Le coût des allègements de charges a par ailleurs explosé, passant de moins de 0,5% du produit intérieur brut en 1993 à plus de 2,5% du PIB en 2022 (soit plus de 66 milliards d'euros).
Le calcul ne prend certes pas en compte les emplois créés - et les cotisations versées sur ces emplois - mais il interpelle, à l'heure où le gouvernement cherche 10 milliards supplémentaires d'économies à faire en 2024.
Les allègements de charges ont eu un autre effet pervers: Antoine Bozio relève la "surconcentration" croissante des emplois dans une fourchette allant de 1 à 1,6 Smic, soit celle où les allègements sont les plus généreux et où une augmentation salariale coûte le plus cher aux employeurs.
Aujourd'hui, 17% des salariés sont au Smic (1.398,69 euros net) contre 12% il y a trois ans.
De quoi accréditer le concept de "trappes à bas salaires" et de "smicardisation" des salariés: pour offrir 100 euros de salaire net en plus à leurs salariés à la rémunération proche du Smic, certains employeurs seraient ainsi contraints de débourser 400 voire 500 euros, certains allègements de charges disparaissant avec la hausse de salaire.
"Au bout d'un système"
La solution pourrait consister à cibler les allègements de charges sur les quelques "poches" de chômage résiduelles, plutôt que d'offrir des allègements sans distinction.
Fin mars, Gabriel Attal avait ainsi affirmé vouloir "revoir le système des allègements de cotisations" patronales pour que cela incite "davantage à augmenter" les bas salaires.
Pour Étienne Wasmer, ces politiques plus ciblées "sont des choses auxquelles on doit réfléchir".
Antoine Bozio renchérit: "La Suède a mis en place des dispositifs de réductions de cotisations employeurs pour les moins de 25 ans, il y a eu des effets très nets et durables sur l'emploi" de cette frange de la population particulièrement affectée par le chômage.
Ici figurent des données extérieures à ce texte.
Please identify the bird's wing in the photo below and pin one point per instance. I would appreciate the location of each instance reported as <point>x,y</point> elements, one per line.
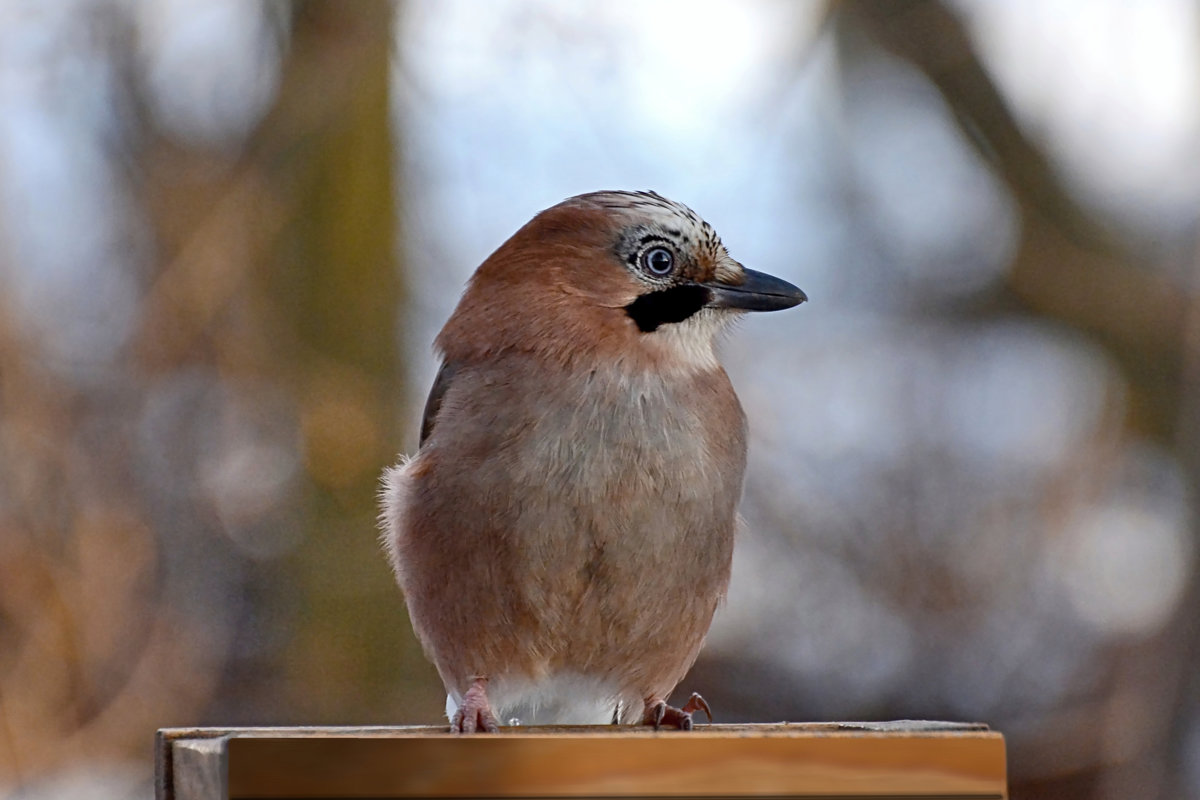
<point>441,384</point>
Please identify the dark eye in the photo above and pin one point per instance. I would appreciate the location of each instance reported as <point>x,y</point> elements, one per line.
<point>658,260</point>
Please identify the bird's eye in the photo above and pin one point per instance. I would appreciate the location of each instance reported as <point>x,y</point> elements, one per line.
<point>658,262</point>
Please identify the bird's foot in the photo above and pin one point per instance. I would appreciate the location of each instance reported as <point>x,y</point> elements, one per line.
<point>474,713</point>
<point>659,714</point>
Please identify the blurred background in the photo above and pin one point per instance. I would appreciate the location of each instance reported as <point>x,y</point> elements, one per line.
<point>229,232</point>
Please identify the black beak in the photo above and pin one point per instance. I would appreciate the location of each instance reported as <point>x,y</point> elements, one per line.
<point>759,292</point>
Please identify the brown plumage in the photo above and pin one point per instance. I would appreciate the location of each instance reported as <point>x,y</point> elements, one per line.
<point>565,530</point>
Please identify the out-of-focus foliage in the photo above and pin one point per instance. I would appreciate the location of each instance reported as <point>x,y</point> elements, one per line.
<point>229,232</point>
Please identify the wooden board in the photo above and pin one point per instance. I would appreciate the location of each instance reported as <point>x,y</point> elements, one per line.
<point>895,759</point>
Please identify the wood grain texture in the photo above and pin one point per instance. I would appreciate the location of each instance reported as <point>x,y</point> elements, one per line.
<point>901,759</point>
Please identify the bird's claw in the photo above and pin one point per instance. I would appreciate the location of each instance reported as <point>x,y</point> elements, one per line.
<point>475,713</point>
<point>658,713</point>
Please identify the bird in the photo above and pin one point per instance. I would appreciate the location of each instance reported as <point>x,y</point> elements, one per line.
<point>564,533</point>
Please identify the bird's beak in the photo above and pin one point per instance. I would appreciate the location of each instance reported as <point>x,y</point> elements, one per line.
<point>759,292</point>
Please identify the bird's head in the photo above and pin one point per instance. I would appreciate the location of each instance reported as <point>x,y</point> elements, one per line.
<point>629,276</point>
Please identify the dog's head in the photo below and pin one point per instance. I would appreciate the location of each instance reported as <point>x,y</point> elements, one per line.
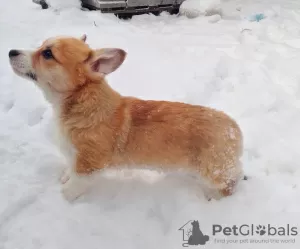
<point>62,64</point>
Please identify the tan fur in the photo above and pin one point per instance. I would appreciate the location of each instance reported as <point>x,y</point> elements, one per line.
<point>109,130</point>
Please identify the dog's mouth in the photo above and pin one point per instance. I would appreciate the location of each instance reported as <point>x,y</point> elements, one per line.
<point>31,76</point>
<point>28,74</point>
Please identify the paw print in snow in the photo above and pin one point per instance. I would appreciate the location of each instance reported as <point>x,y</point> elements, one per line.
<point>261,230</point>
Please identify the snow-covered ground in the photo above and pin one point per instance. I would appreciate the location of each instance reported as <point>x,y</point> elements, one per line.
<point>248,69</point>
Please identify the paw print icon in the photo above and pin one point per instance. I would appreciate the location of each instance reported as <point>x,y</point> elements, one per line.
<point>261,230</point>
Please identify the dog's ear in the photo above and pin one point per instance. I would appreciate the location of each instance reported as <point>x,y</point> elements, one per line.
<point>83,38</point>
<point>107,60</point>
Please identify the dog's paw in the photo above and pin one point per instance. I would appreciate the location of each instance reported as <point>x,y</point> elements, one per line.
<point>65,176</point>
<point>74,188</point>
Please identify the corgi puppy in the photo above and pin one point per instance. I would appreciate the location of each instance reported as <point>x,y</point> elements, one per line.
<point>100,128</point>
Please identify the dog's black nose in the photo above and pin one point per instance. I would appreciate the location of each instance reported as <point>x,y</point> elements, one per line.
<point>13,53</point>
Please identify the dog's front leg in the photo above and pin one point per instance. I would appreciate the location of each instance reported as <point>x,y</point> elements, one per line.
<point>79,178</point>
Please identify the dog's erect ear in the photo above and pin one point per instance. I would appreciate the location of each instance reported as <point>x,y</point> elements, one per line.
<point>83,37</point>
<point>107,60</point>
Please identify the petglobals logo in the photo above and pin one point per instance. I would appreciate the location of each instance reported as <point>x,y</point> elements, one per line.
<point>193,234</point>
<point>254,230</point>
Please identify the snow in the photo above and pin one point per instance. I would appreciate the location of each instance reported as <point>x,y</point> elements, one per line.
<point>250,70</point>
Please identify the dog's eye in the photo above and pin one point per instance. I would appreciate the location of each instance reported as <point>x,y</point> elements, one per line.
<point>47,54</point>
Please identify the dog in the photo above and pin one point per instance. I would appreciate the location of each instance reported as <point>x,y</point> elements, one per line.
<point>100,128</point>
Autre exemple, "la Finlande a mis en place des exonérations sur des régions où le taux de chômage était le plus élevé. A la mise en place, les effets ont été assez modestes en termes d'emploi, mais quand la crise de 2008 est arrivée, ça a eu un effet très protecteur".
Selon Étienne Wasmer, les organisations syndicales et patronales s'accordent sur un point: "On est arrivés au bout d'un système".
Mais attention à ne pas faire "d'à-coup trop brutal", le patronat se plaignant régulièrement de "l'instabilité du système" socio-fiscal.
Sans faire de recommandations formelles à ce stade, les deux économistes suggèrent de faire monter en gamme les emplois déjà pourvus, et d'accentuer la hausse du taux d'emploi.
Un second objectif partagé par le gouvernement, qui entend durcir à nouveau les règles d'indemnisation du chômage pour renforcer les incitations à reprendre un emploi.
"On est deux universitaires, on n'est pas au gouvernement", souligne Antoine Bozio. "On va répondre à la mission du mieux possible, ensuite le gouvernement s'en emparera ou pas."